Animated Transition

The "slurp" of a window minimizing onto the Mac OS desktop

What

Smooth out a startling or dislocating transition with an animation that makes it feel natural.

Use when

Users move through a large virtual space, such as an image, spreadsheet, graph, or text document. They might be able to zoom in to varying degrees, pan or scroll, or rotate the whole thing. This is especially useful for information graphics, such as maps and plots.

Alternatively, the interface might have sections that can be closed and opened again, either by the system or by the user—such as trees with closable parent nodes, standalone windows that open and close, or an interface built with Collapsible Panels. Animated Transition might also be used when users jump from one separate page to another.

Why

All of these transformations can disrupt a user’s sense of where she is in the virtual space. Zooming in and out, for instance, can throw off her spatial sense when it’s done instantaneously, as can rotation and the closing of entire sections that prompts a re-layout of the screen. Even scrolling down a long page of text, when it’s jumpy, can slow down the reader.

But when the shift from one state to another is visually continuous, it’s not so bad. In other words, you can animate the transition between states so that it looks smooth, not discontinuous. This helps keep the user oriented. We can guess that it works because it more closely resembles physical reality—when was the last time you instantly jumped from the ground to 20 feet in the air? Less fancifully, an animated transition gives the user’s eyes a chance to track a location while the view changes, rather than trying to find the location again after an abrupt change.

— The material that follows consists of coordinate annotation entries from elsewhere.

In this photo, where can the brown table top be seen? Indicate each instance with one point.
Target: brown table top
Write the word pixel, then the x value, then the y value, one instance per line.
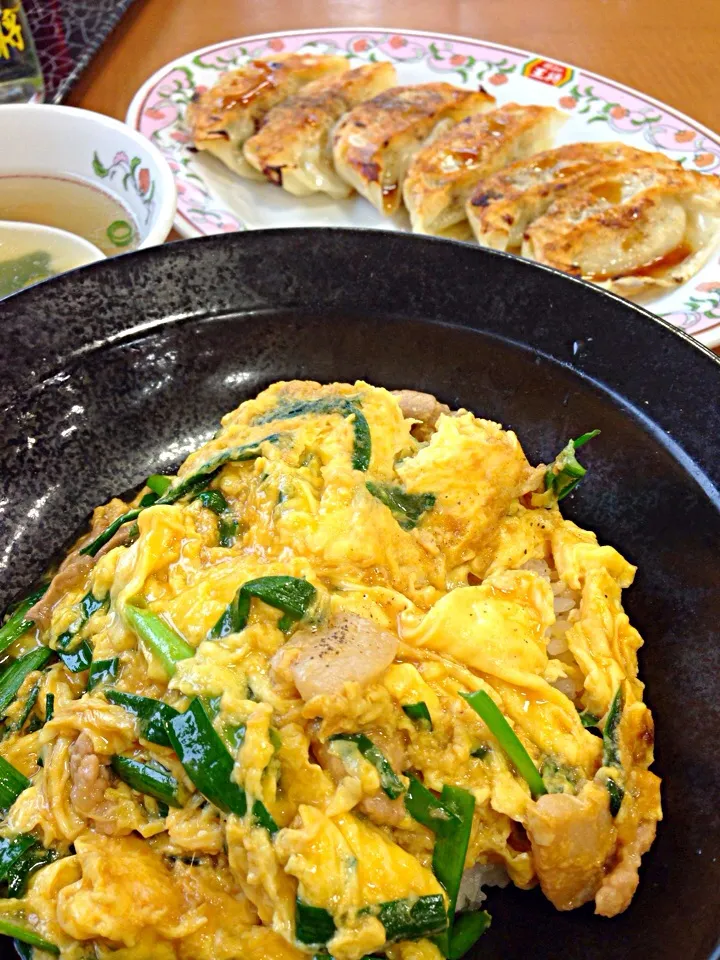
pixel 665 48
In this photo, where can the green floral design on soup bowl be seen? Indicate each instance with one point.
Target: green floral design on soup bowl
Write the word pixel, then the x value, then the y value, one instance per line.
pixel 65 142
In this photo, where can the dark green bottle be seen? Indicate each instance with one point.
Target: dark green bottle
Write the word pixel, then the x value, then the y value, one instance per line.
pixel 21 78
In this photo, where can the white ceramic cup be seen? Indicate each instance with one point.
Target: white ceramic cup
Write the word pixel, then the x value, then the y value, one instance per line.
pixel 66 250
pixel 45 140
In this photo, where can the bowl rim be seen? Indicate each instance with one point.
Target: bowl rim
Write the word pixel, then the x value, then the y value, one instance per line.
pixel 26 226
pixel 166 193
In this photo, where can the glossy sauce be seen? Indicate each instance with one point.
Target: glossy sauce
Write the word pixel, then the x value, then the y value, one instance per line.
pixel 654 268
pixel 71 205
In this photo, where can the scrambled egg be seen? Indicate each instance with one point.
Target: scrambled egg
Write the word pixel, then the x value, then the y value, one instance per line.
pixel 432 576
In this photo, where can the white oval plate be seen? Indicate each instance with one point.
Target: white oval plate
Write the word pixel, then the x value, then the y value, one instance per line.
pixel 212 200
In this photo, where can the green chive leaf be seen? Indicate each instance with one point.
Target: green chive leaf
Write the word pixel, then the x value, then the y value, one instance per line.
pixel 11 679
pixel 16 624
pixel 12 784
pixel 389 780
pixel 406 508
pixel 159 637
pixel 293 595
pixel 103 671
pixel 149 778
pixel 152 715
pixel 419 714
pixel 488 710
pixel 206 758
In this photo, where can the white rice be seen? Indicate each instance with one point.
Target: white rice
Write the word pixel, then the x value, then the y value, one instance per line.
pixel 470 894
pixel 565 606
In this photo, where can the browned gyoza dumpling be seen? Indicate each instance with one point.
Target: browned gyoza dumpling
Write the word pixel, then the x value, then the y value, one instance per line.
pixel 502 205
pixel 635 231
pixel 375 143
pixel 293 146
pixel 222 118
pixel 444 173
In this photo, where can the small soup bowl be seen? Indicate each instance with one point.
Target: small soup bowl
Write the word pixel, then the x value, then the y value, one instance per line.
pixel 52 141
pixel 30 252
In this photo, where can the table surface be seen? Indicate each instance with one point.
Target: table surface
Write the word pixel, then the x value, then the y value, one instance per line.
pixel 665 48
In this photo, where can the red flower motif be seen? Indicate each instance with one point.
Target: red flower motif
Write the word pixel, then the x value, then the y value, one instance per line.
pixel 704 159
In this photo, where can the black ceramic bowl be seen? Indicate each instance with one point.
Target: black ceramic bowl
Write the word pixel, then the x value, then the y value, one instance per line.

When done well, Animated Transitions bolster your application’s cool factor. They’re fun.

How

For each type of transformation that you use in your interface, design a short animation that “connects” the first state with the second state. For zoom and rotate, you might show the in-between zoom or rotate levels; for a closing panel, you might show it shrinking while the other panels expand to take up the space it leaves behind. To whatever extent possible, make it look like something physical is happening.

But this pattern is a double-edged sword. Beware of making the user motion-sick! The animations should be quick and precise, with little or no lag time between the user’s initiating gesture and the beginning of the animation. Limit it to the affected part of the screen; don’t animate the whole window. And keep it short. My preference would be to keep it well under a second, and research shows that 300 milliseconds might be ideal for smooth scrolling. Test it with your users to see what’s tolerable.

If the user issues multiple actions in quick succession, such as pressing the down arrow key many times to scroll, combine them into one animated action. Otherwise, the user might sit there through several seconds’ worth of animation as the punishment for pressing the down arrow key 10 times. Again: keep it quick and responsive.

Some of the types of transitions listed by the Yahoo! pattern library and Designing Web Interfaces are as follows:

  • Brighten and dim
  • Expand and collapse
  • Fade in, fade out, and cross-fade
  • Self-healing
  • Slide
  • Spotlight

In other libraries

For more discussion and tons of great examples of the Animated Transitions in the preceding list, see the Transition cluster of patterns at the Yahoo! pattern library. In addition, Scott and Neil’s Designing Web Interfaces (and its companion site) contains an entire chapter on transitions. It covers some of the same ground as the Yahoo! site, but it’s worth reading.